Offers of prayer and alternative medicine come with two big assumptions: that I can be changed (which, outside of a miracle, is unlikely to happen) and that I need to be un-disabled to be okay.

Imagine if someone came up to you when you were at church and said, ‘hi – I’ve noticed you are not reaching your beauty potential. Have you tried a face lift?’ or ‘hi – I’ve noticed you are intellectually inferior to others. Have you tried playing chess daily?’ Imagine hearing this sort of question from someone different every time you went in a public place.

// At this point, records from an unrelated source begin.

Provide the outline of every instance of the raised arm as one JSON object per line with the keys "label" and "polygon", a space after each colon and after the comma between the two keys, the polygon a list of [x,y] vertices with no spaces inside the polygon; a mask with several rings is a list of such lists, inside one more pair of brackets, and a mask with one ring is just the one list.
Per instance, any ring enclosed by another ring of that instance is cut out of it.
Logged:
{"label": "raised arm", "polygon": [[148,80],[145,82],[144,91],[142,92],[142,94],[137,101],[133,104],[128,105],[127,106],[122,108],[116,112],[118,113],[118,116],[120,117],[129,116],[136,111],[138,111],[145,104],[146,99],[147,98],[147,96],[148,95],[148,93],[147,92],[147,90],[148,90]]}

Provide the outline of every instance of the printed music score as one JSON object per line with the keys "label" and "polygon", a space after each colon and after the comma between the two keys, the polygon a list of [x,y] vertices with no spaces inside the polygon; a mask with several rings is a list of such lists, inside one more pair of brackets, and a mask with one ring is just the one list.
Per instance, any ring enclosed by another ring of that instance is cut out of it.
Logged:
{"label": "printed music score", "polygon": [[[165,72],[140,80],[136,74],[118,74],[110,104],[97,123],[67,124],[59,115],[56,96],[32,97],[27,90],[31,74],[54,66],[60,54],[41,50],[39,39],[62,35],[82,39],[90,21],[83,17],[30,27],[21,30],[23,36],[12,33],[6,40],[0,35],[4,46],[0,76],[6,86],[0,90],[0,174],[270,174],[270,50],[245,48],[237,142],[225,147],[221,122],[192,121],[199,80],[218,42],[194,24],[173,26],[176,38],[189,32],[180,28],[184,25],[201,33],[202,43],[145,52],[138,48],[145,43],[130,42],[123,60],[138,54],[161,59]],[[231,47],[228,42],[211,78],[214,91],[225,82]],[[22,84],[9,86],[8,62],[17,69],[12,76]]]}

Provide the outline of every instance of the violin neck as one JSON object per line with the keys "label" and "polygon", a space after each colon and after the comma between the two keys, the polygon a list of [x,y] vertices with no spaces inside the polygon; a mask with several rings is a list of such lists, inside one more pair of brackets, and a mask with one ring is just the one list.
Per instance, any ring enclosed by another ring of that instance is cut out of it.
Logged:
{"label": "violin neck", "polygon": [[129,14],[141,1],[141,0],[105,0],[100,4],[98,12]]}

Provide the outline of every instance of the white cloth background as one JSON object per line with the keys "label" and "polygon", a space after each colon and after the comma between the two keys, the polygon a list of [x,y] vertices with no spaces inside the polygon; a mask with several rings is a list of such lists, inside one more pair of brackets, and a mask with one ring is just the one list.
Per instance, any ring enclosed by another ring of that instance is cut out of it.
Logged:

Brilliant: Maciej Ceglowski (aka Idlewords) on Web Design, the first 100 years of the internet. Don’t be put off by the title, which you think you are not interested in. You really shouldn’t miss this: a REALLY funny, well illustrated look at the history of airplanes along side the history of the development of the web. It is insightful, helpful, interesting.. and did I mention, funny? (For example, he talks about competing visions of what the internet is for. Vision 1? Connect knowledge, people, and cats. His comment? “This is the correct vision.”)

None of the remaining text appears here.